The new iOS 6 is the most exciting rendition in a loo-oong time. The ol' girl was starting to feel stale — no longer! We've got our sweaty hands on an iOS 6 iPhone for a quick tour. Join us.
Note: we've only given the iPhone version of iOS 6 a run through so far, which is missing some of the goodies of the iPad cousin.
It took a couple years, but now FaceTime is as fantastic as it could have been all along: make video calls from anywhere you have a cell signal. It'll kick your capped data plan in the shins if you have one, but we can report the video was solid over 3G — the difference between cell data and Wi-Fi was slight. This is killer. Now you can pause during a hike, call your uncle, and show him the majesty of nature while he sits in his basement.
Siri: now with 400 per cent less suck. Your iPhone butler now provides sports scores, movie times, restaurant ratings courtesy of Yelp — and will even help you book a table reservation. Now that's service worthy of Zooey's adoration. However, it still trips up on some words, (Siri often thinks I'm asking about Syria) and requires you to speak more clearly than you would to any adult human. There's no knowing precisely how many of Siri's newfangled powers will make it to the UK, but we should get at least some on this side of the pond.
Screening your calls and generally avoiding mankind is streamlined in iOS 6. Want to ignore someone? You can reject their call with a reminder to hit them back later, or send a pre-programmed "hey sorry man I'm busy what's up" excuse text while simultaneously rejecting the call. All it takes is a quick swipe up while the clal is incoming, choose your method of avoidance, and with a couple taps you've managed to dodge another call. If you want, you can customise your reply messages with all sorts of zany excuses. It's brilliant.
Maybe the best and most overdue addition. (Almost) everyone uses Facebook, so the deeper it's stuffed into the soul of iOS, the better. Now, just like Twitter, you can directly link your Facebook account with your iOS, allowing your phone to talk directly to Mark Zuckerberg's big beautiful brain. You can directly post photos from your photo album to Facebook, update your status from the notification centre, and sync your contact list with each person's corresponding Facebook account. It's terrific stuff, and takes a big step into the turf of Windows Phone — the current lord of social media integration. We want to see more of this.
Apple kicked Google out of its mapping party, and made its own. How is it? Mixed. As we told you earlier,
Vector based vs bitmap graphics
The new maps are not bitmap-based anymore. Say goodbye to the horrible and slow tile loading. Now they are vector based, which means faster loading-it still loads sectors, but very fast based in our hands on experience-and smoother, much better graphics.

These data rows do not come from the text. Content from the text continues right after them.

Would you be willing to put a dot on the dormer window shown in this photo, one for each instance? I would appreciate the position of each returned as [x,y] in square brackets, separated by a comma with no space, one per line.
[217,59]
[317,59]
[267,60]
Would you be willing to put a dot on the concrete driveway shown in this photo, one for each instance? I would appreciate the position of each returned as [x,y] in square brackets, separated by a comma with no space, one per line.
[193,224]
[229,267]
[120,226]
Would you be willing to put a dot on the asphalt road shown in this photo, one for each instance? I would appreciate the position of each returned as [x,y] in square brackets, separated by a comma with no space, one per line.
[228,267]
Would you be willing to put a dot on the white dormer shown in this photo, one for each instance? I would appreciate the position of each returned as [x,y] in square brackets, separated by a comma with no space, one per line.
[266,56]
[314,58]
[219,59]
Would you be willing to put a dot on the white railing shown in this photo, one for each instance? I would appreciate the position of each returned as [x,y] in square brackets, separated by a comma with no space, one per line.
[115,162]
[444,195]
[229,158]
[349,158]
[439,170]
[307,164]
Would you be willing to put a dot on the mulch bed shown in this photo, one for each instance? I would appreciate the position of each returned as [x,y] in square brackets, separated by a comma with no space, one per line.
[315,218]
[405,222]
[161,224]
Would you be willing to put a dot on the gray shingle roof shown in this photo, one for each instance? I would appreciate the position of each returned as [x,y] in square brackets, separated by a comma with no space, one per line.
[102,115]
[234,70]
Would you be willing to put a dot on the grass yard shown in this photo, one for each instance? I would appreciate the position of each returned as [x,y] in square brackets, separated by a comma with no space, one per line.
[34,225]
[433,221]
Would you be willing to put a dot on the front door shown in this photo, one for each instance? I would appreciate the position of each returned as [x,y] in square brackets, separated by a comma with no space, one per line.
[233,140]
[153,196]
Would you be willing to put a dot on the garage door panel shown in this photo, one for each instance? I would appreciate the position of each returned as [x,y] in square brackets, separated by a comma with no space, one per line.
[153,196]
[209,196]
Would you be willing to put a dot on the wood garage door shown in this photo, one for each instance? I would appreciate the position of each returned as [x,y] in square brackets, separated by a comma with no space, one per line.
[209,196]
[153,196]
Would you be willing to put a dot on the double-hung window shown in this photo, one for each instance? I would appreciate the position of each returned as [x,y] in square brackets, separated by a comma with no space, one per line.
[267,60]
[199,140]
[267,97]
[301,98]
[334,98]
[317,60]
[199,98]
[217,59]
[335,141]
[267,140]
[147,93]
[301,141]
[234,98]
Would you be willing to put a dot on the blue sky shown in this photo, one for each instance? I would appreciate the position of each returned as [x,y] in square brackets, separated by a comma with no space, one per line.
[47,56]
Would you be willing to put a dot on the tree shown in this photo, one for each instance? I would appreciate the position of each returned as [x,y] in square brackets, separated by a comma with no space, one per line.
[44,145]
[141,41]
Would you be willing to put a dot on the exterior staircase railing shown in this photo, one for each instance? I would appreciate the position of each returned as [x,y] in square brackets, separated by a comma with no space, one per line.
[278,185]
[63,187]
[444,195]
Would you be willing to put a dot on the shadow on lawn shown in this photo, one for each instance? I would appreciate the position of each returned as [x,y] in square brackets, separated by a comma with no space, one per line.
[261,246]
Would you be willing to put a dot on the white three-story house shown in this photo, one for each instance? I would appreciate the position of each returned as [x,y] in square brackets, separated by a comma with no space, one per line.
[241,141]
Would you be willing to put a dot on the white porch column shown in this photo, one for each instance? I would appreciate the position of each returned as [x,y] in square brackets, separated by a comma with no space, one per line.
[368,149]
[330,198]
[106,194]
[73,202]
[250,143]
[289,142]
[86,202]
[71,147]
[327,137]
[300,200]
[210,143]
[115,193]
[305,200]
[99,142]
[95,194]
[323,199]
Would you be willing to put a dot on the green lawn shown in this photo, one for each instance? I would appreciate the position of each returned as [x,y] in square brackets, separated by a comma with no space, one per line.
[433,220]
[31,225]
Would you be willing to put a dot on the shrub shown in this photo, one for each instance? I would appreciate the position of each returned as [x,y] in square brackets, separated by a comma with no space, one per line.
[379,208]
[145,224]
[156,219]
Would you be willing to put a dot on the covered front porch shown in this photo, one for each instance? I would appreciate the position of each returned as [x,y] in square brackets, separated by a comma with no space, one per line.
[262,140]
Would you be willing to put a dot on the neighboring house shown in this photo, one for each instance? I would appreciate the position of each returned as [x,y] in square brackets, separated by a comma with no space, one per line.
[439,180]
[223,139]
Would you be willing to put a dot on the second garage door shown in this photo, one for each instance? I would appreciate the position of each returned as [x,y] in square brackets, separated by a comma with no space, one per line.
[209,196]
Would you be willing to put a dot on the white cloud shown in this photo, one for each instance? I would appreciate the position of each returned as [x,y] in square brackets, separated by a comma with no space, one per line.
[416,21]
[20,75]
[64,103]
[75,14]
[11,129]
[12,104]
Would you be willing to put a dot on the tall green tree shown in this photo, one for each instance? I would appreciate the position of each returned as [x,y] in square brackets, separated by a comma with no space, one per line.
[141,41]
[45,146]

At last, Apple's Maps will provide with turn-by-turn navigation, just like any other car GPS app. It looks quite good. We have tried and it seems quite neat, with Siri driving directions and 3D view, with clear signs.
Business information card
Now every location in Maps includes a card that gives you all you need to know about it. If it's a restaurant, it will show you reviews and ratings, along with photographs.
Siri is completely integrated with Maps. You can ask for directions with your voice, it will guide you while driving and, if you ask her something like "Are we there yet?", she will answer you with the estimated time of arrival. And tell you to shut up.
This is great stuff! It's definitely faster than Google's go at it. But the pants-wetting 3D stuff? We couldn't get 3D buildings to show up anywhere in New York. Bummer. Street View is also very sorely missed, as is native public transport directions.
The music app has also been given a design overhaul, making a departure from that old iPod (touch) look to something that more closely resembles the OS X aesthetic. That said, the only changes here seem to be cosmetic, as the performance is the exact same.
The email VIP list works as advertised, the Safari Reading List requires only a couple of taps to queue up offline reading, and turn-by-turn navigation was smooth and terrifically graphical.
iOS 6 feels smooth and sturdy all across — and this is just a beta. There were a few inexplicable crashes, but almost every feature works as we expected it to, and, we can say with confidence, instantly makes your phone more useful to live with. And isn't that what it's for? Yes, that is what it's for. We're excited to see what devs (and Apple) do with the rest of it.